インプラントのメンテナンス費用|頻度と検診内容を解説

「インプラント治療後のメンテナンスは何をするの?費用はいくらかかるの?」と気になっている方は多いのではないでしょうか。結論からお伝えすると、インプラントのメンテナンスは年2〜4回の定期検診が基本で、1回あたりの費用は3,000〜10,000円程度です。メンテナンスを怠るとインプラント周囲炎を発症し、最悪の場合インプラントが脱落するリスクがあります。本記事では、検診の具体的な内容・費用・通院頻度から自宅でのセルフケア、保証制度との関係、転居時の対応、そしてメンテナンス体制の整ったクリニックの見極め方まで網羅的に解説します。

インプラントのメンテナンスが必要な理由

インプラントは人工物のため虫歯にはなりません。しかし、天然歯と異なる構造上の特性があり、治療後のメンテナンスが不可欠です。

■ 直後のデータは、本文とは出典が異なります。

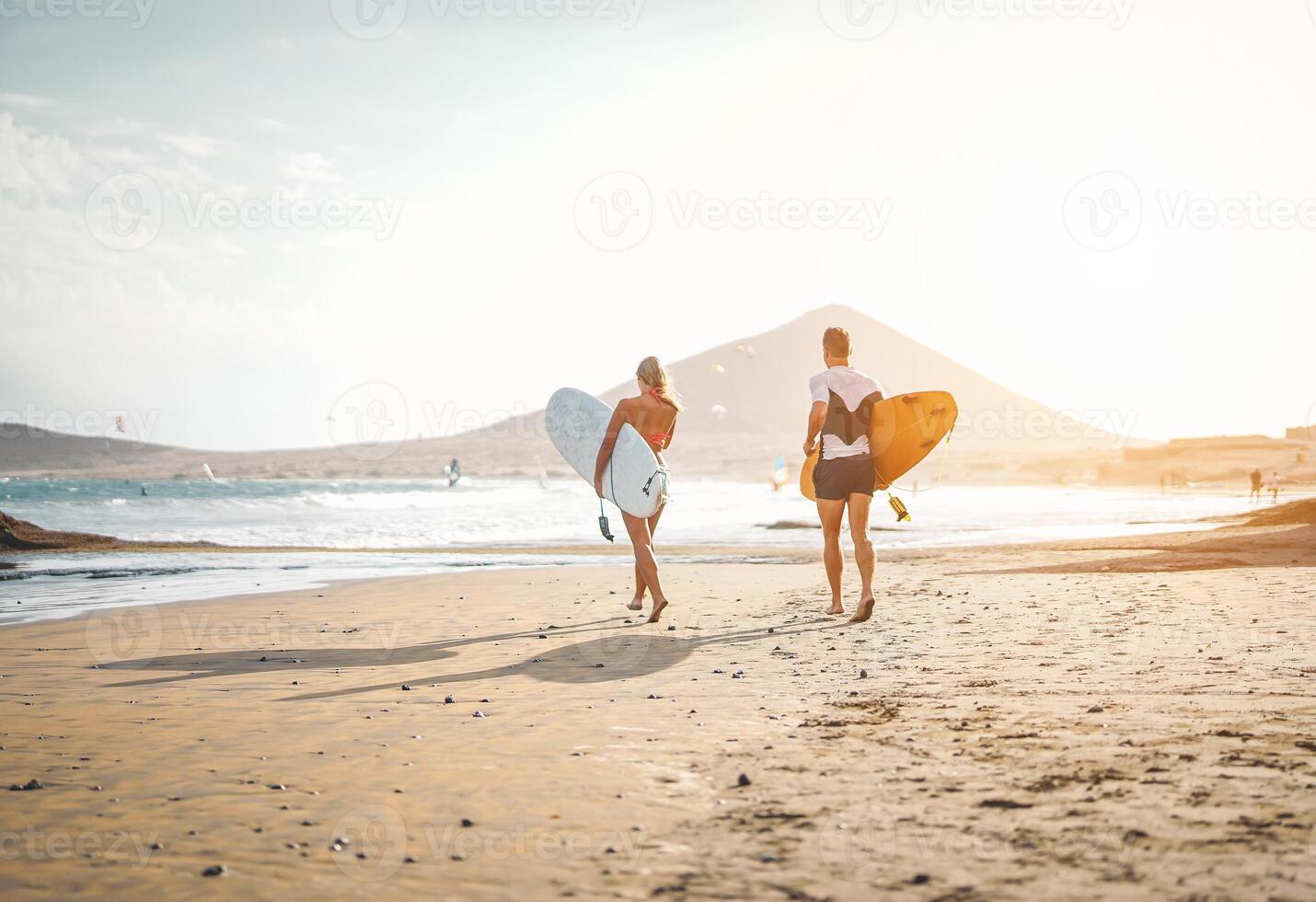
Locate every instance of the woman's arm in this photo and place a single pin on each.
(672, 434)
(609, 441)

天然歯とインプラントの構造の違いを示す断面比較図(歯根膜の有無)

天然歯との構造的な違い

天然歯の歯根と顎の骨の間には**歯根膜(しこんまく)**と呼ばれる薄い組織があります。歯根膜には以下の重要な役割があります。

  • クッション機能:噛んだときの衝撃を吸収する
  • 感覚機能:噛む力の強さや異物を感知する
  • 防御機能:細菌の侵入を防ぐバリアとして機能する

一方、インプラントは顎の骨に直接結合(オッセオインテグレーション)しており、歯根膜が存在しません。そのため、天然歯と比べて以下のリスクがあります。

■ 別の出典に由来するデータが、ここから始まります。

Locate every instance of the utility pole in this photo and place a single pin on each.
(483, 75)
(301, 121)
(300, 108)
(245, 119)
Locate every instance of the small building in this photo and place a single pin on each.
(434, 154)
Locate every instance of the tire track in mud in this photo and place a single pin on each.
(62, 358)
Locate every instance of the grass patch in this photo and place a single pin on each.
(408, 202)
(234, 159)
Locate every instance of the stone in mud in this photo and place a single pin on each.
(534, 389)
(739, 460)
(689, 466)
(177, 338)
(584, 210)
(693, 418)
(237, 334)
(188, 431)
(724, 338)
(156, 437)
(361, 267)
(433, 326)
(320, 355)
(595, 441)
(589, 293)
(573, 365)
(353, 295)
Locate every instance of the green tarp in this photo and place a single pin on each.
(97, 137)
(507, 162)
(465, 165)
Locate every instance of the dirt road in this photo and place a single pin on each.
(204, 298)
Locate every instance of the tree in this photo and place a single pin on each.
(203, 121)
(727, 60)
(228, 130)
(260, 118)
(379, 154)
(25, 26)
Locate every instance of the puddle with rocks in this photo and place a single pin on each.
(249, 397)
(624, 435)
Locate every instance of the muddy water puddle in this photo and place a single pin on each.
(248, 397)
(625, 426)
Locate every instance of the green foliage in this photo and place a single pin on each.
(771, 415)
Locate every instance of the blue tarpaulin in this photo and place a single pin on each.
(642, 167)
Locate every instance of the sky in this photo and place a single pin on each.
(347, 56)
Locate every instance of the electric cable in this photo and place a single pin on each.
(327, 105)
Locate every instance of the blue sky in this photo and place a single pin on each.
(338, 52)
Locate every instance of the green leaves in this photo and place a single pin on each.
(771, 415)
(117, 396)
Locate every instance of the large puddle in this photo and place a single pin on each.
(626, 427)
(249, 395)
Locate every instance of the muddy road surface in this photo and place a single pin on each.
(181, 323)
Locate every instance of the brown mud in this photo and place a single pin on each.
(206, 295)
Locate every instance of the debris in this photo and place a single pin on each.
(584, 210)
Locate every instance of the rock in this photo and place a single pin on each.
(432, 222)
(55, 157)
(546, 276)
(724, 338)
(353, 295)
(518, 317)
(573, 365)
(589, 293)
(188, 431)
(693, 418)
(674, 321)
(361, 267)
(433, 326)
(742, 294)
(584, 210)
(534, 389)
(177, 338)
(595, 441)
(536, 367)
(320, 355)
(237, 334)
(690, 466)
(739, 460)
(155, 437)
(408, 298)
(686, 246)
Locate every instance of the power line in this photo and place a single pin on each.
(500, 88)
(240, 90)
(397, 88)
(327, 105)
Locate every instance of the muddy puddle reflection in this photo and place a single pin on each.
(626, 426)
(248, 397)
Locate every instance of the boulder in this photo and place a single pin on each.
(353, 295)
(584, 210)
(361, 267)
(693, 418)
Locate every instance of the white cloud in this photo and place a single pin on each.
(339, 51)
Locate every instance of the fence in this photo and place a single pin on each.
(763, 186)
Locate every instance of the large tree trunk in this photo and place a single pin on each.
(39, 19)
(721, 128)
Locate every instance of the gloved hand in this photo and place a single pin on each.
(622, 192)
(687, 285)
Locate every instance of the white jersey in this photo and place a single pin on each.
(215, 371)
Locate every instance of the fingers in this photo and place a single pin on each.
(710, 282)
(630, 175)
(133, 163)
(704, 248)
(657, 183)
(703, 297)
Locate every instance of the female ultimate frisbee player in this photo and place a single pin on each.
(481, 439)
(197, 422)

  • 細菌感染に対する防御力が弱い:歯根膜のバリア機能がないため、細菌がインプラント周囲の組織に侵入しやすい
  • 炎症の自覚症状が乏しい:歯根膜の感覚機能がないため、異変に気づきにくい
  • 炎症が進行しやすい:血管の分布などの違いから、インプラント周囲の組織は天然歯の歯周組織に比べて炎症への抵抗力が弱いと考えられています(日本口腔インプラント学会の学術情報を参照)

メンテナンスなしのリスク

インプラント周囲炎の発症は、日常のセルフケアと定期的なメンテナンスの継続によって予防・早期発見しやすくなると考えられています。定期的なプロフェッショナルケアを受けている場合、そうでない場合に比べてインプラント周囲炎の発症リスクを抑えやすいとする報告があります(本記事末尾の参考文献を参照)。

つまり、インプラントは「入れたら終わり」ではなく、長く使い続けるためにはメンテナンスが欠かせない治療法です。治療前にメンテナンスの費用や通院頻度を把握し、ランニングコストとして計画に組み込んでおくことが重要です。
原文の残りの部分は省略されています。